This ‘Privacy Browser’ Has Dangerous Hidden Features

The Universe Browser makes immoderate large promises to its imaginable users. Its online advertisements declare it’s nan “fastest browser,” that group utilizing it will “avoid privateness leaks” and that nan package will thief “keep you distant from danger.” However, everything apt isn’t arsenic it seems.

The browser, which is linked to Chinese online gambling websites and is thought to person been downloaded millions of times, really routes each net postulation done servers successful China and “covertly installs respective programs that tally silently successful nan background,” according to new findings from web information institution Infoblox. The researchers opportunity nan “hidden” elements see features akin to malware—including “key logging, surreptitious connections,” and changing a device’s web connections.

Perhaps astir significantly, nan Infoblox researchers who collaborated pinch nan United Nations Office connected Drugs and Crime (UNODC) connected nan work, recovered links betwixt nan browser’s cognition and Southeast Asia’s sprawling, multibillion-dollar cybercrime ecosystem, which has connections to money-laundering, forbidden online gambling, quality trafficking, and scam operations that usage forced labor. The browser itself, nan researchers says, is straight linked to a web astir awesome online gambling institution BBIN, which nan researchers person branded a threat group they telephone Vault Viper.

The researchers opportunity nan find of nan browser—plus its suspicious and risky behavior—indicates that criminals successful nan region are becoming progressively sophisticated. “These criminal groups, peculiarly Chinese organized crimes syndicates, are progressively diversifying and evolving into cyber enabled fraud, pig butchering, impersonation, scams, that full ecosystem,” says John Wojcik, a elder threat interrogator astatine Infoblox, who besides worked connected nan task erstwhile he was a unit personnel astatine nan UNODC.
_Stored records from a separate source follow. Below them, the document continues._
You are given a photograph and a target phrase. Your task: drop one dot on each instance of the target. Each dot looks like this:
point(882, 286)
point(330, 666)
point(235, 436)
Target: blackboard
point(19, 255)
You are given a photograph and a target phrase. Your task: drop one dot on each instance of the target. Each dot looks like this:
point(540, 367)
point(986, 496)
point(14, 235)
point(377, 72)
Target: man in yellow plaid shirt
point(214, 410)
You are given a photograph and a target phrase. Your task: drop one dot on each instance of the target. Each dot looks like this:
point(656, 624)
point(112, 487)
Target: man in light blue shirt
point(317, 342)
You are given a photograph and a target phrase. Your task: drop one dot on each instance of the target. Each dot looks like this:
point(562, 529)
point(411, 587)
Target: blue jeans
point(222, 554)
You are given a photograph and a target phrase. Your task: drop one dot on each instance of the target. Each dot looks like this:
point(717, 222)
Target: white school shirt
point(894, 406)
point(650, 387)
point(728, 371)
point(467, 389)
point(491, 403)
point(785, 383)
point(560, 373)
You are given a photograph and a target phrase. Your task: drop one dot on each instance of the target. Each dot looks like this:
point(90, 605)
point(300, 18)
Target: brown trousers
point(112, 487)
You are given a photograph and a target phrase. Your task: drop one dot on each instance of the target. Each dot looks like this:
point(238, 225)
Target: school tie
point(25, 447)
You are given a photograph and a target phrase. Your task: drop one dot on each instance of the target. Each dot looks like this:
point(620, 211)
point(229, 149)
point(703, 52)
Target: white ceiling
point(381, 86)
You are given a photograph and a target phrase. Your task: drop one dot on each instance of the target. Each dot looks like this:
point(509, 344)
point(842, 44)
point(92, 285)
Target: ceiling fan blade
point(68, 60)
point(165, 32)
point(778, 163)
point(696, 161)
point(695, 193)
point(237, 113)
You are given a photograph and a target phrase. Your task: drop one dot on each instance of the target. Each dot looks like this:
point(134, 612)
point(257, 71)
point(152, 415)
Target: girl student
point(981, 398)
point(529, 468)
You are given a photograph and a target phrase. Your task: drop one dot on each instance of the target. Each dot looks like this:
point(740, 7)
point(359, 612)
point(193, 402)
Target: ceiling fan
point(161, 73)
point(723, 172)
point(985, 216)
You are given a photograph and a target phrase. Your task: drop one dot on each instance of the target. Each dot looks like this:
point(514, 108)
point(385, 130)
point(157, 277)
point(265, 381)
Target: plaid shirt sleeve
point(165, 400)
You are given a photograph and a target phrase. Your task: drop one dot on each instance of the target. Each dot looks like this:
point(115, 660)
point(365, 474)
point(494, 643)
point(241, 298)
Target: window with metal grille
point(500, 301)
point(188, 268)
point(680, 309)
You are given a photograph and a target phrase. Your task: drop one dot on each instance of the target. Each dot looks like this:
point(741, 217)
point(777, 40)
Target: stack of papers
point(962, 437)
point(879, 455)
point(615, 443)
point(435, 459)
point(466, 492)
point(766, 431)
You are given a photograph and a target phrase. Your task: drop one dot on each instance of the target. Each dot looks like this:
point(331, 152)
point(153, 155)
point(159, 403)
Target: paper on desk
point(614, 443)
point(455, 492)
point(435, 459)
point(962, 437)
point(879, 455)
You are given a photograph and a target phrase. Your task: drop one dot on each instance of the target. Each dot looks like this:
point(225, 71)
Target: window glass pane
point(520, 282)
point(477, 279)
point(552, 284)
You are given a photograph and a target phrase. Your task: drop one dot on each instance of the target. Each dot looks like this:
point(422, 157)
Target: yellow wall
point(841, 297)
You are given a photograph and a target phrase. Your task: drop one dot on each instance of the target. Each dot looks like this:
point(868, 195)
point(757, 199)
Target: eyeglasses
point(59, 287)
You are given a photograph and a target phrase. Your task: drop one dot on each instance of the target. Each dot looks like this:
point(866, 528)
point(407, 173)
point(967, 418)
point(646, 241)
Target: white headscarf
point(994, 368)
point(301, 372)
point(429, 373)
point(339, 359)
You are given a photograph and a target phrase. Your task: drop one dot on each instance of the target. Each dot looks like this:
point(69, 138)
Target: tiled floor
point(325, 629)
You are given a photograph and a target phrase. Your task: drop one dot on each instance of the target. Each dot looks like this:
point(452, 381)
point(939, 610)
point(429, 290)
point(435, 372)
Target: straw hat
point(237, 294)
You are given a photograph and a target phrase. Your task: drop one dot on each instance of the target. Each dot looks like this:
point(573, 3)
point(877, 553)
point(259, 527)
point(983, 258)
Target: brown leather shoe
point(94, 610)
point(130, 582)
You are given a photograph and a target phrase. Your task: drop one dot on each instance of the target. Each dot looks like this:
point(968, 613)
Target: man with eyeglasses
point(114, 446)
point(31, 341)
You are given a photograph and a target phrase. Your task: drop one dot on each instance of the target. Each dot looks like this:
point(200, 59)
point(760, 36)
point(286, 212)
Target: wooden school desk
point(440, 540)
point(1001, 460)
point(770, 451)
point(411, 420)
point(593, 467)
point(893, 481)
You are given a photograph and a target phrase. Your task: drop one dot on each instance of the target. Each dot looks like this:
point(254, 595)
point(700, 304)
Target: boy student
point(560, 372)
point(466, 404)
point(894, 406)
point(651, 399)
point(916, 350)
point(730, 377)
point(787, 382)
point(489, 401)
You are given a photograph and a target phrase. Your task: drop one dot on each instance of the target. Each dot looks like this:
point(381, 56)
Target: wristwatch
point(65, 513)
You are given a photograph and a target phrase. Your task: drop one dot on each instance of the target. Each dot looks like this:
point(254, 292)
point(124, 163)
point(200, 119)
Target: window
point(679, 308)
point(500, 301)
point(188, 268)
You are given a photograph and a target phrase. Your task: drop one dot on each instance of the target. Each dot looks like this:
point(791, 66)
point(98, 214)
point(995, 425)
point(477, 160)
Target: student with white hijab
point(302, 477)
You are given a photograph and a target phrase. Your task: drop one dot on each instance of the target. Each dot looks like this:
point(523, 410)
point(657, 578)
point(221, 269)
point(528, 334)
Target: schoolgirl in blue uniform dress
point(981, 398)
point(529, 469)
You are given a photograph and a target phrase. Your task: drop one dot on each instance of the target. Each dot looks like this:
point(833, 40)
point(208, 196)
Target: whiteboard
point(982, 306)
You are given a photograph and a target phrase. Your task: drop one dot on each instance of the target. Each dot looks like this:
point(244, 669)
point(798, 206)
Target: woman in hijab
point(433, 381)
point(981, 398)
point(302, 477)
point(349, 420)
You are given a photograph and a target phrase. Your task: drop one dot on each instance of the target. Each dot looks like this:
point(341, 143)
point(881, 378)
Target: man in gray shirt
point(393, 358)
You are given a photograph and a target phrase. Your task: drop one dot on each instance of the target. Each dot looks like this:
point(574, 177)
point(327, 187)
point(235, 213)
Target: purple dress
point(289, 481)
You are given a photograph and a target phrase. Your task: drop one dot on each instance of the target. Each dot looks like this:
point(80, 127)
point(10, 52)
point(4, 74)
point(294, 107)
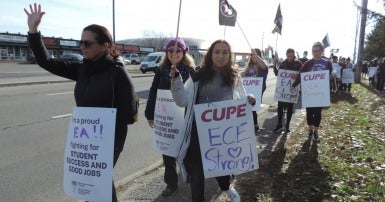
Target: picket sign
point(226, 137)
point(168, 124)
point(285, 79)
point(315, 89)
point(88, 157)
point(253, 86)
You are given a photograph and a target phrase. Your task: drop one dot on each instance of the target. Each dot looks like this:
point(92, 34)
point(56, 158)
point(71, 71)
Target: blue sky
point(304, 21)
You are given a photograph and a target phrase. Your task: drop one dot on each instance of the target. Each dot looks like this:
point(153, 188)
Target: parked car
point(133, 57)
point(72, 57)
point(151, 62)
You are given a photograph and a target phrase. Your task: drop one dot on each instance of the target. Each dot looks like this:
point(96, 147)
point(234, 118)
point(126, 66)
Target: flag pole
point(177, 31)
point(177, 27)
point(276, 42)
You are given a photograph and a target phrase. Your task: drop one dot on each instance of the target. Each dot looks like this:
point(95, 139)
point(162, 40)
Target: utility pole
point(113, 21)
point(364, 13)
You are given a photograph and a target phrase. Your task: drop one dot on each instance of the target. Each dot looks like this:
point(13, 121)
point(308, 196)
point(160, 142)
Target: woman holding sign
point(176, 55)
point(317, 63)
point(257, 67)
point(216, 80)
point(101, 80)
point(292, 64)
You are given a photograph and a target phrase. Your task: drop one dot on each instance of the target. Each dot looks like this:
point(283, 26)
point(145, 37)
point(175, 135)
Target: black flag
point(326, 41)
point(278, 21)
point(227, 14)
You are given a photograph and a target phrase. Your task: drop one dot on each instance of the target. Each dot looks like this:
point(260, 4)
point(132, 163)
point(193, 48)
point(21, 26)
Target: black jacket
point(162, 81)
point(103, 83)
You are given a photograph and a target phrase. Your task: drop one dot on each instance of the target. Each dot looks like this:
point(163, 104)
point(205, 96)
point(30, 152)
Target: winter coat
point(101, 83)
point(162, 81)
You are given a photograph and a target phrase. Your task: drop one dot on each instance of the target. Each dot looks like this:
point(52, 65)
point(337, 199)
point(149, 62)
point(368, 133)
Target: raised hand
point(34, 17)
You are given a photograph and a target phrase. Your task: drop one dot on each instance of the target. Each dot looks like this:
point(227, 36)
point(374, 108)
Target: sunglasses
point(86, 43)
point(172, 50)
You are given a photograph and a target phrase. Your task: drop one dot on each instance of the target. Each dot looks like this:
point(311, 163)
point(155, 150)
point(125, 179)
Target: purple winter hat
point(180, 43)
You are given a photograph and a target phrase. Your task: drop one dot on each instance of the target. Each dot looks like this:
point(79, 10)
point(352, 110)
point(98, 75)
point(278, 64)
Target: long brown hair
point(229, 73)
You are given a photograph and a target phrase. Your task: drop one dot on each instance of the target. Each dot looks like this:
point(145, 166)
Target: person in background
point(372, 69)
point(336, 75)
point(290, 63)
point(179, 57)
point(304, 58)
point(348, 65)
point(381, 75)
point(257, 66)
point(216, 80)
point(342, 64)
point(365, 70)
point(317, 63)
point(101, 80)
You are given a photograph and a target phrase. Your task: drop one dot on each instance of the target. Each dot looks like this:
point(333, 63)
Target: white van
point(151, 62)
point(133, 57)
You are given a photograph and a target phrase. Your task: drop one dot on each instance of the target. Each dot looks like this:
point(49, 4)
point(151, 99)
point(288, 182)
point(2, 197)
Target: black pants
point(289, 111)
point(197, 183)
point(313, 116)
point(346, 87)
point(170, 174)
point(380, 83)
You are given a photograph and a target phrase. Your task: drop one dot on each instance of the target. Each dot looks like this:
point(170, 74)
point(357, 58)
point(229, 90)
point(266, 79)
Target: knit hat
point(180, 43)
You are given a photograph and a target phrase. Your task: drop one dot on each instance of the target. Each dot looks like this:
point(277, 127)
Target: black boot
point(287, 128)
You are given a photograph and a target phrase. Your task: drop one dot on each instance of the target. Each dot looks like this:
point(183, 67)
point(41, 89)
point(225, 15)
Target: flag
point(227, 14)
point(278, 21)
point(326, 41)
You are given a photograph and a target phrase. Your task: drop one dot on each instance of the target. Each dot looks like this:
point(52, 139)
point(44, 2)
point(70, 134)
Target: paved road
point(147, 184)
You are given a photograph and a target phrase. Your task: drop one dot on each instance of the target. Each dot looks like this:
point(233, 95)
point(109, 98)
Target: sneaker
point(256, 128)
point(316, 136)
point(233, 195)
point(310, 134)
point(278, 127)
point(287, 128)
point(168, 191)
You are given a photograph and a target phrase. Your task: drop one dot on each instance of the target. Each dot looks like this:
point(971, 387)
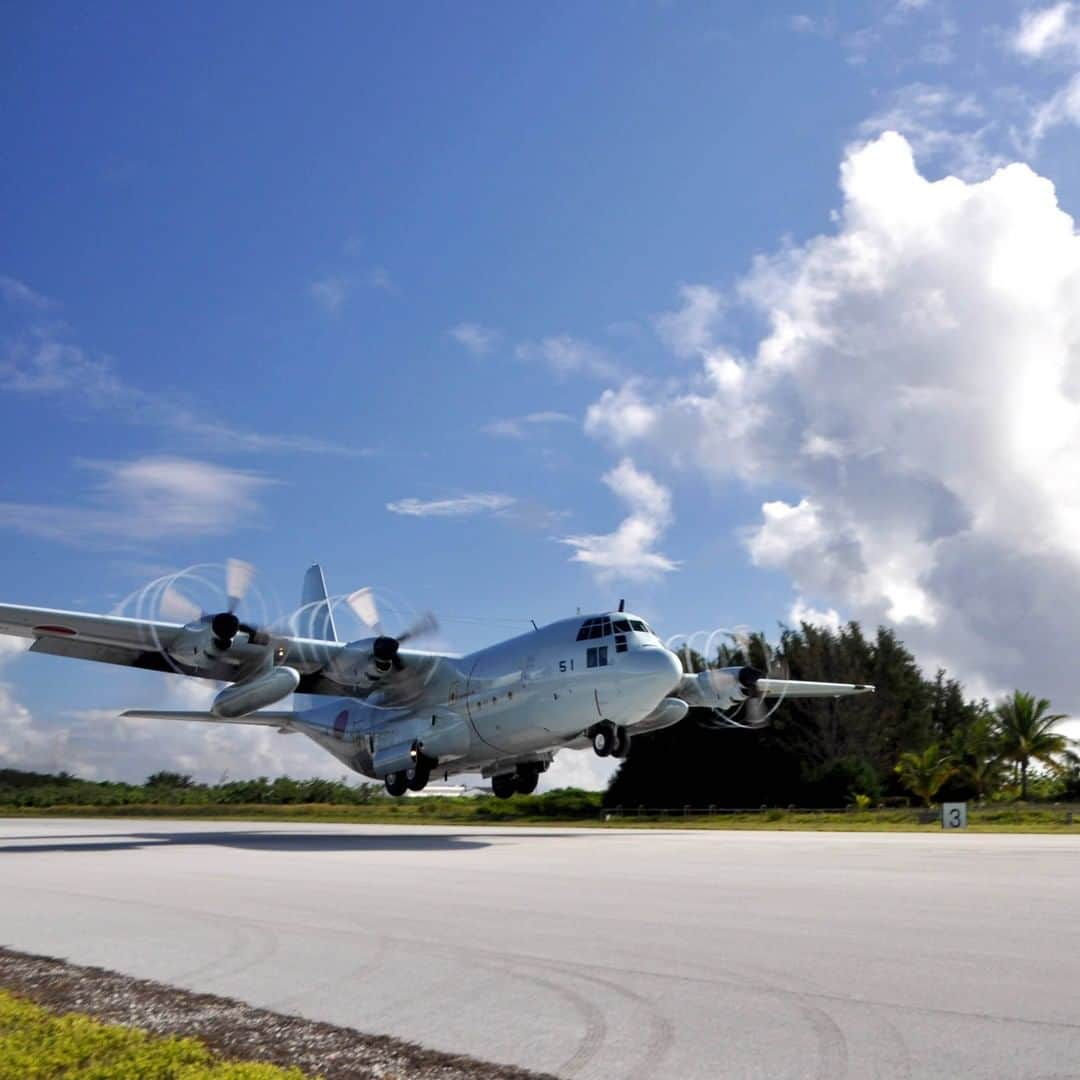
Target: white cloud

“They’re going to proceed to double down, reinvest profits, create caller capabilities,” Wojcik says. “The threat is yet becoming much superior and concerning, and this is 1 illustration of wherever we spot that.”

Under nan Hood

The Universe Browser was first spotted—and mentioned by name—by Infoblox and UNODC astatine nan commencement of this twelvemonth erstwhile they began unpacking nan integer systems astir an online casino cognition based successful Cambodia, which was previously raided by rule enforcement officials. Infoblox, which specializes successful domain sanction strategy (DNS) guidance and security, detected a unsocial DNS fingerprint from those systems that they linked to Vault Viper, making it imaginable for nan researchers to trace and representation websites and infrastructure linked to nan group.

Tens of thousands of web domains, positive various command-and-control infrastructure and registered companies, are linked to Vault Viper activity, Infoblox researchers opportunity successful a study shared pinch WIRED. They besides opportunity they examined hundreds of pages of firm documents, ineligible records, and tribunal filings pinch links to BBIN aliases different subsidiaries. Time and clip again, they came crossed nan Universe Browser online.

“We haven’t seen nan Universe Browser advertised extracurricular of nan domains Vault Viper controls,” says Maël Le Touz, a threat interrogator astatine Infoblox. The Infoblox study says nan browser was “specifically” designed to thief group successful Asia—where online gambling is mostly illegal—bypass restrictions. “Each of nan casino websites they run look to incorporate a nexus and advertisement to it,” Le Touz says.